Computer Science 5641
Compiler Design
Project Part 4 - Symbol Table and Type Checking (50 points)
Due Thursday, December 2, 2004
Introduction
In this part of the project you will build a symbol table to connect uses
with declarations using the rules described below and then you will build
a type checker for the resulting annotated AST.
In doing this you should make use of the parser and AST you implemented
in part 3 of the project.
Name Rules
For the purposes of building your symbol table, you should apply the following
rules:
- A name exists in a scope from where it is defined to the end of that
scope.
- Each program has a global scope where global variable declarations and
function definitions are inserted.
- Each function introduces a new scope that contains both the parameters
of the function and any variables declared within the function body.
- A new scope is introduced by each block surrounded by curly braces
({ ... }).
- A name may be declared once in each scope.
- A name may not appear more than once in any scope.
- A use of a name corresponds to the most closely nested declaration of
that name.
- Every variable declared with a struct type has all of the fields listed
in the structure.
- The struct operator (.) is used to refer to a variable of that structured type (e.g., variable x) and a field of that structure (e.g., field f) as in x.f. Note that the field of a structure could be another (previously declared) structure.
Type Checking
Once you have resolved all of the uses in a language you should type check
the resulting AST according to the following rules:
- It is an error to use a function name other than for a function call
and a declared variable name as a function name.
- The number and types of arguments for a function call must match
the number and types of function parameters.
- The resulting type of a function call is the type given before the
name of the function.
- A return statement must produce an expression of the same type as
the return type of the function.
- Variables of char, int, and float result in an item of that type.
- char, int, float and string literals returns result of that type.

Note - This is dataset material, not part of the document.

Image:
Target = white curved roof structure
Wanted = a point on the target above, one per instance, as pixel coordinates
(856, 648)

- The ! operation applies to int values and results in an int.
- The = and != operations apply to any two items of the same simple type.
- The <, >, <=, and >= operations can be applied to two values
of char, int and float values and result in an int.

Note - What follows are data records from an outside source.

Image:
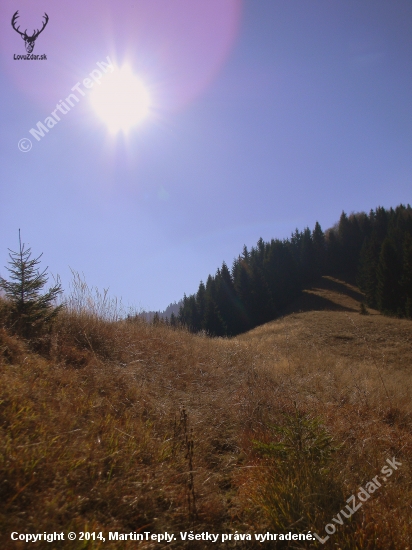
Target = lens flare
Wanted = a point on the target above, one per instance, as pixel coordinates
(122, 101)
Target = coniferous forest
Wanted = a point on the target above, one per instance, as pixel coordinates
(374, 248)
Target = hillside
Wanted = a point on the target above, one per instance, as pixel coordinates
(126, 426)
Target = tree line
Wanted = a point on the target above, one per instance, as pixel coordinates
(376, 248)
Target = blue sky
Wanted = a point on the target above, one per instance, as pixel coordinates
(267, 115)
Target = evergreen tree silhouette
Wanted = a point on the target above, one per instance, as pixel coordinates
(31, 311)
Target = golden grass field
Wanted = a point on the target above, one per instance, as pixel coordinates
(125, 426)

- The *, /, + and - operations may be applied to any two int or float
items and result in the same type.
- The && and || operations may be applied to any two int values and
result in an int value.
- The type of the expression on the right hand side of a declaration or
assignment (=) must be of the same type as the name on the left hand
side.
- It is an error to reuse the same field name within a single structured type.
- The left hand argument of a . operator must be a variable of a structured type and the right hand argument must be the name of a field of that structured type. The resulting type is the type of the named field.
- A << can be applied to any simple type value.
- A >> can be applied to any non-function variable.
- The condition of an if or while node must be of an int type.
- COERCION -- Values of a char or int type may be promoted "up" one
level (a char may be coerced to an int and an int to a float, but not
a char to a float). For example, the condition of an if can be an
char val that is promoted to an int. You should insert a unary coercion
operation into the AST as needed.
- A legal program must contain a definition of a function named "main"
that has no parameters and a return type of int.
Execution Order
Symbol table checking should only occur if no parser errors are detected.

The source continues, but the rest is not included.